Presented By O'Reilly and Cloudera
Make Data Work
December 1–3, 2015 • Singapore

Machine learning In Python with scikit-learn

Andreas Mueller (NYU, scikit-learn)
9:00am–12:30pm Tuesday, 12/01/2015
Data Science and Advanced Analytics
Location: 331 Level: Intermediate
Average rating: ***..
(3.83, 6 ratings)

Prerequisite Knowledge

Basic Python knowledge. Numpy knowledge and slight machine learning knowledge an advantage.

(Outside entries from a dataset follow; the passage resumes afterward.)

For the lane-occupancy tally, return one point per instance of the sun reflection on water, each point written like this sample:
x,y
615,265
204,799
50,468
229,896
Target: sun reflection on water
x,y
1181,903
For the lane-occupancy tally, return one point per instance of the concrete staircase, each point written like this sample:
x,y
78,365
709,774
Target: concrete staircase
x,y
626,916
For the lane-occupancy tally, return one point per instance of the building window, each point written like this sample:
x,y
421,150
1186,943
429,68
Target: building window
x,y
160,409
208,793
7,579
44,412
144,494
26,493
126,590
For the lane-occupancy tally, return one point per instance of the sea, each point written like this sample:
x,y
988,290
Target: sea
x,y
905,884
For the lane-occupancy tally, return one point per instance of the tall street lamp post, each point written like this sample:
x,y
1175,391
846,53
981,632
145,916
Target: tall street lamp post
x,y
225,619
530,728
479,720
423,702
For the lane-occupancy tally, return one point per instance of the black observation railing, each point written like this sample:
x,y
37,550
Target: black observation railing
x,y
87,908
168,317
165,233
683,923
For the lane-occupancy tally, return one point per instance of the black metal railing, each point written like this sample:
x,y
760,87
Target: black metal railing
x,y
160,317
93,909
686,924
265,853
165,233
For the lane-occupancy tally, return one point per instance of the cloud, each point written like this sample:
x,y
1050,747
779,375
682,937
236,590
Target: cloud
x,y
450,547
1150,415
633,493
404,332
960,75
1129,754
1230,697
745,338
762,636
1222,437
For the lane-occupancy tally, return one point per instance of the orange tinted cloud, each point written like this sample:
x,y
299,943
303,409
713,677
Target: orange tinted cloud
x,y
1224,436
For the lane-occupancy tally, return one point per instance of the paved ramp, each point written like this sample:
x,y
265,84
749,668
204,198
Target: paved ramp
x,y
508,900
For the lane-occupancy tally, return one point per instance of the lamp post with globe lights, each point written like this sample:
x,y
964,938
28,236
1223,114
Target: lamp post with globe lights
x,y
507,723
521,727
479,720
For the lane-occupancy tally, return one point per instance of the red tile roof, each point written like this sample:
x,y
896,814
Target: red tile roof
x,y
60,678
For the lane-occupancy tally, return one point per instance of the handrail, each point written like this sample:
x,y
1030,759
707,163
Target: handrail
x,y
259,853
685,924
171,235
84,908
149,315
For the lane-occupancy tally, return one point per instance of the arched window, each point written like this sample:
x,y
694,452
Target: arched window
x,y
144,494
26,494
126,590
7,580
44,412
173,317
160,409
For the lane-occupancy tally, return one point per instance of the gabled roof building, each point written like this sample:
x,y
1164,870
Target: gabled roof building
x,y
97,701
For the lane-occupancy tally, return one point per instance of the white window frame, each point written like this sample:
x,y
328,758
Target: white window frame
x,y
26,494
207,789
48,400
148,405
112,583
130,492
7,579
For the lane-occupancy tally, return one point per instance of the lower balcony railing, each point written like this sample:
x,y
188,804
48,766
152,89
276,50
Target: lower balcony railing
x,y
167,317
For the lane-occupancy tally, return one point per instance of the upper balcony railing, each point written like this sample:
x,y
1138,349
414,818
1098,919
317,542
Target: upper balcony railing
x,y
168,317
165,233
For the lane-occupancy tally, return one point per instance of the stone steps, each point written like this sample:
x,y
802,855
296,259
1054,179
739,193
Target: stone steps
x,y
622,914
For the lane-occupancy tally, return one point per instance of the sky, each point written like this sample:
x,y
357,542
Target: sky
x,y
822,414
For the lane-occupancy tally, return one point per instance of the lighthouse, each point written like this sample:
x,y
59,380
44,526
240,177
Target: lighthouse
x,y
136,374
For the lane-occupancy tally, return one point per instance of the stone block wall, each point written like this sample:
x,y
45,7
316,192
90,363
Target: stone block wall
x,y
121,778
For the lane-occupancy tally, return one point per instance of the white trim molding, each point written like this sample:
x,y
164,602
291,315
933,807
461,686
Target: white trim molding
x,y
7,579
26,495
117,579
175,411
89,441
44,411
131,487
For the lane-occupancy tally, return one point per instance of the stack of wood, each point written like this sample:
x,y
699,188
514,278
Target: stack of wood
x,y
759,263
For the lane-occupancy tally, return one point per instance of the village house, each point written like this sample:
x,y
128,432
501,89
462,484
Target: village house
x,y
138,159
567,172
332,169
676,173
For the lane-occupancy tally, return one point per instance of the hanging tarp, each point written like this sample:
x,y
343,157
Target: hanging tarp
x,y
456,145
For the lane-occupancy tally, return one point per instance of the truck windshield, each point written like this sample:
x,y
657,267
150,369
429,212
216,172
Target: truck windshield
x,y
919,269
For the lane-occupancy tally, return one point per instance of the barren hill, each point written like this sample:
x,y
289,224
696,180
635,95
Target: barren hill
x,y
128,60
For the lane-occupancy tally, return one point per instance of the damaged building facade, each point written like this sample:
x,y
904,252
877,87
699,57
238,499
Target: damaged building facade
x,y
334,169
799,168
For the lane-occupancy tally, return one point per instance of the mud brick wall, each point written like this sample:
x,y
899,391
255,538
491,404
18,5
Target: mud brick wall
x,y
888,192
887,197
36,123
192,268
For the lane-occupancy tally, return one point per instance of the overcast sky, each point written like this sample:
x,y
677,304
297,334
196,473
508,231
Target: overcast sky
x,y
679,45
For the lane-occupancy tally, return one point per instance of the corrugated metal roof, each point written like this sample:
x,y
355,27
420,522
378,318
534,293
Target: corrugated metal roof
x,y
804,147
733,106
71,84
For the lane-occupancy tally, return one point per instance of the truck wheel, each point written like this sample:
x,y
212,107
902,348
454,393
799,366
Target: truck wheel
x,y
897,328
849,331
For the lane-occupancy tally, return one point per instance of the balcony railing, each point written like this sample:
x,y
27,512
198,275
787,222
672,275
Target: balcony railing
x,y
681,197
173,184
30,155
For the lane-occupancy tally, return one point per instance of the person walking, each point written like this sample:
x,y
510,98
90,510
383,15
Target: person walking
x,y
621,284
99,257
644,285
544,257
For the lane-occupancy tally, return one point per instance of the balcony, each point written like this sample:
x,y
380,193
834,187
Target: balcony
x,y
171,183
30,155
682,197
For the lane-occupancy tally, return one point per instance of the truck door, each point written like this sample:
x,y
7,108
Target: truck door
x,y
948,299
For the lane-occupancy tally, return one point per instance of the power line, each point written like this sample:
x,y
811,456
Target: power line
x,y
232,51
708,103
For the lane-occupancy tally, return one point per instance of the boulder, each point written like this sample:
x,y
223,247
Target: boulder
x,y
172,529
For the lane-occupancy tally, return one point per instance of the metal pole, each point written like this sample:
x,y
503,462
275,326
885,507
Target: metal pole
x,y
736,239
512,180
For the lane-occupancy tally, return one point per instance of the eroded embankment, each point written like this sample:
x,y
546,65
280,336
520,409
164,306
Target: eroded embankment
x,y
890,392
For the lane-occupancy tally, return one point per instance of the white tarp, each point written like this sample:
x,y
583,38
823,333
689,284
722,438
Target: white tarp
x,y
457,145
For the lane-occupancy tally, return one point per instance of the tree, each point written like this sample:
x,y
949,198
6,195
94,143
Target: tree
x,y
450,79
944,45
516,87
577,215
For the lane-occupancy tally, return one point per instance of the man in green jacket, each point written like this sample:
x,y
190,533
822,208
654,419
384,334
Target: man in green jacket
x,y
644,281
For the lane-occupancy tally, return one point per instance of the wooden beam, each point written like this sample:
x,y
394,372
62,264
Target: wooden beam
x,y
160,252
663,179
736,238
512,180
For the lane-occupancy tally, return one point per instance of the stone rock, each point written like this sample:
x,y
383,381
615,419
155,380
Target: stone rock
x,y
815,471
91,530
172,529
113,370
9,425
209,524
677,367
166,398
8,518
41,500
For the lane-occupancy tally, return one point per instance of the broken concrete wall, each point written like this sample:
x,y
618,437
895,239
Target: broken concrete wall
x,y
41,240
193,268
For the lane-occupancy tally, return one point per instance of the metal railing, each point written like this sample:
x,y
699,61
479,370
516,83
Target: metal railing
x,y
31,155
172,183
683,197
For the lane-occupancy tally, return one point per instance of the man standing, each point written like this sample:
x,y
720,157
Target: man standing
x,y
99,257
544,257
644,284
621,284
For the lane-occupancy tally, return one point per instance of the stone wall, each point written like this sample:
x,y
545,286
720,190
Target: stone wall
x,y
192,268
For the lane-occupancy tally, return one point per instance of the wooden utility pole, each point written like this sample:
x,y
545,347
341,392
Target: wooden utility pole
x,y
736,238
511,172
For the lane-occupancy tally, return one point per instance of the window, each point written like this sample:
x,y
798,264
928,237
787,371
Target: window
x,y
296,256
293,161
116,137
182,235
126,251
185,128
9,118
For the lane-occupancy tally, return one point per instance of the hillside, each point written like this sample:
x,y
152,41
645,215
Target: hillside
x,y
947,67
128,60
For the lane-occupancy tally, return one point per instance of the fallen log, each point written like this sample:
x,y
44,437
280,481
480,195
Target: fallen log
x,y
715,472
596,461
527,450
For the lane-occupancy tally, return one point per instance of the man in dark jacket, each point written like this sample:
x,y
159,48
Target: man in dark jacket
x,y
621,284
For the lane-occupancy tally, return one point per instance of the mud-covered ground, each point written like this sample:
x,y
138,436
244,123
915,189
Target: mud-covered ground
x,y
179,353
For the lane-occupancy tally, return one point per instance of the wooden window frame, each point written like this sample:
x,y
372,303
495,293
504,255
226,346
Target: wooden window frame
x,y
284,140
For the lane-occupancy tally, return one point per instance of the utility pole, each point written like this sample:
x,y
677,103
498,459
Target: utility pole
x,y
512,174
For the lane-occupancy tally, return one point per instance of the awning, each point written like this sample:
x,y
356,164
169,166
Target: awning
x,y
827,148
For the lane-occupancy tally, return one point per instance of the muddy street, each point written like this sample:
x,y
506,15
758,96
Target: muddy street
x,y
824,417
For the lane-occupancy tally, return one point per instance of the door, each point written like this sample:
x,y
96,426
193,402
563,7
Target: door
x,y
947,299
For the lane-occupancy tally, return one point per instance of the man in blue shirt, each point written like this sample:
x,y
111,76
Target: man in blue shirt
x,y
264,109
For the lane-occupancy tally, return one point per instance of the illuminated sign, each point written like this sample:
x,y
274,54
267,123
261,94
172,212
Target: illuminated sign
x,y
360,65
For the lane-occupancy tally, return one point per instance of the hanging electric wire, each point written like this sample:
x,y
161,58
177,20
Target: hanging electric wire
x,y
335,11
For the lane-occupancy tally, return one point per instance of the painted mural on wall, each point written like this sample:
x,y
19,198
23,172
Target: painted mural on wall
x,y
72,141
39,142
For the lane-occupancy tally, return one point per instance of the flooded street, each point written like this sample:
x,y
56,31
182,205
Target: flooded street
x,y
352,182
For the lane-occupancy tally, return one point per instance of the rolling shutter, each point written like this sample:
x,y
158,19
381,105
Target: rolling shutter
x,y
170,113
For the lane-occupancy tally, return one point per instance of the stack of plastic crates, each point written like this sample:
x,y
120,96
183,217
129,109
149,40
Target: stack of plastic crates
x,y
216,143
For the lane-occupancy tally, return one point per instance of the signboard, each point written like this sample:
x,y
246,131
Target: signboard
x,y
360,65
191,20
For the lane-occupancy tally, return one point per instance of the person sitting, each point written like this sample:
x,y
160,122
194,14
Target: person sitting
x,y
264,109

Scikit-learn has emerged as one of the most popular open source machine learning toolkits, now widely used in academia and industry. Scikit-learn provides easy-to-use interfaces to perform advanced analysis and build powerful predictive models. The tutorial will cover basic concepts of machine learning, such as supervised and unsupervised learning, cross validation, and model selection. We will see how to prepare data for machine learning, and go from applying a single algorithm to building a machine learning pipeline. We will also cover how to build machine learning models on text data, and how to handle very large data sets.

Photo of Andreas Mueller

Andreas Mueller

NYU, scikit-learn

Andreas Mueller received his PhD in machine learning from the University of Bonn. After working as a machine learning researcher on computer vision applications at Amazon for a year, he recently joined the Center for Data Science at New York University. In the last four years, he has been maintainer and one of the core contributors of scikit-learn, a machine learning toolkit widely used in industry and academia, and author and contributor to several other widely-used machine learning packages. His mission is to create open tools to lower the barrier of entry for machine learning applications, promote reproducible science, and democratize access to high-quality machine learning algorithms.